For #3 though, I would think it doesn't matter if the object is changing shape (depending on distance). A shape that remains in one position that changes it shape would not have different AF settings, it should be constant, unless it is very close, then portions of that shape would go in and out of focus as it moves around in the DOF plane.

Finally distance really plays into all of this because the farther away an object is, the less AF change is needed. This is why I would think an AF styles idea would be nice, you could quickly set up different scenarios that would create variations on the current custom functions and set ups, then quickly change between them for different situations, like animals on the ground vs birds in flight. You would effectively just be tweaking the logic of the AF system by giving it more limits to use, like the AF focus limits on the L lenses.

Jul 24, 2007 07:36 |  #13

Shape change does matter, since the sensor may sometimes see the tip of a wing, and sometimes the body. That can represent a significant distance change - a distance change that the camera must assume is caused by speed away from or towards the camera.

Jul 24, 2007 08:02 |  #14

Very interesting, Bill!

The camera movement could be negated by having movement sensors in camera and have AF know the movements before it computes. Or use GPS (http://pro.magellangps​.com/en/products/about​gps/rtk.asp).

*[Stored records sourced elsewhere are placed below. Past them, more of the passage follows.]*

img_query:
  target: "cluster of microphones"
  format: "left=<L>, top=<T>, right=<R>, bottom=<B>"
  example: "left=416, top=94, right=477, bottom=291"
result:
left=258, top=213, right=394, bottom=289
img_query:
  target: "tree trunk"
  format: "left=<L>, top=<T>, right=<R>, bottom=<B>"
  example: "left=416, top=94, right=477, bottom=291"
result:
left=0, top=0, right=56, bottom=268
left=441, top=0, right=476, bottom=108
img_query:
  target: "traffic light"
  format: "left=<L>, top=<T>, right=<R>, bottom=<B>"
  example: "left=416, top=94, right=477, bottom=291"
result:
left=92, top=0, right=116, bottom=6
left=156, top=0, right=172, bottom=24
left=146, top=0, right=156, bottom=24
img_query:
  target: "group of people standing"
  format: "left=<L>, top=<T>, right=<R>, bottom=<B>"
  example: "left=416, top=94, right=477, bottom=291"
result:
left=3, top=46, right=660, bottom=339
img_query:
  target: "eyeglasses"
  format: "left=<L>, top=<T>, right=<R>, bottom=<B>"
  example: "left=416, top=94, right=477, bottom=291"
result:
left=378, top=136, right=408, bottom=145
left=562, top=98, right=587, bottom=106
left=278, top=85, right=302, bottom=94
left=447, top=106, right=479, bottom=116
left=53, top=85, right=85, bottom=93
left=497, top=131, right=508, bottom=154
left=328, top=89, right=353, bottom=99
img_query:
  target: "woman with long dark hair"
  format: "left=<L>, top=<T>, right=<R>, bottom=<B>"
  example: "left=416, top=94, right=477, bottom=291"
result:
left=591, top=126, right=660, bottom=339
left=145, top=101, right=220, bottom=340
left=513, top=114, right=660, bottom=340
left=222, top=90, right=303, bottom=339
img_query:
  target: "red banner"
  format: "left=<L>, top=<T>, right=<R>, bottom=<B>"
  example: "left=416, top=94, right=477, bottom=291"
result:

The Forum Boss, El General Moderator

Jul 24, 2007 10:13 |  #15

TeamSpeed wrote in post #3601456
For #3 though, I would think it doesn't matter if the object is changing shape (depending on distance). A shape that remains in one position that changes it shape would not have different AF settings, it should be constant, unless it is very close, then portions of that shape would go in and out of focus as it moves around in the DOF plane.

Finally distance really plays into all of this because the farther away an object is, the less AF change is needed. This is why I would think an AF styles idea would be nice, you could quickly set up different scenarios that would create variations on the current custom functions and set ups, then quickly change between them for different situations, like animals on the ground vs birds in flight. You would effectively just be tweaking the logic of the AF system by giving it more limits to use, like the AF focus limits on the L lenses.

Shape matters because the AF sensors act much differently than the image sensor -- the AF sensor does not really register a shape, but instead is looking for a sharp change in edge luminance. When I was writing about shape changing, I was actually thinking about changes in the detected edge orientation which does make a difference in dectection speed and hence in the AF response.

The fact that the degree of focus adjustment is very dependent upon distance is one of the factors that would make it difficult to have a smart target acceleration algorithm because this function is highly dependent upon individual lens designs. Currently, AF sensors can only determine whether something is in focus which does not provide the camera with any sort of focal distance rate information. A system that had a priori information on lens characteristics along with adding position feedback from the focus ring might be a part of a smarter system. Note that we are already talking about adding things that would push the cost of the lenses past current L lens prices.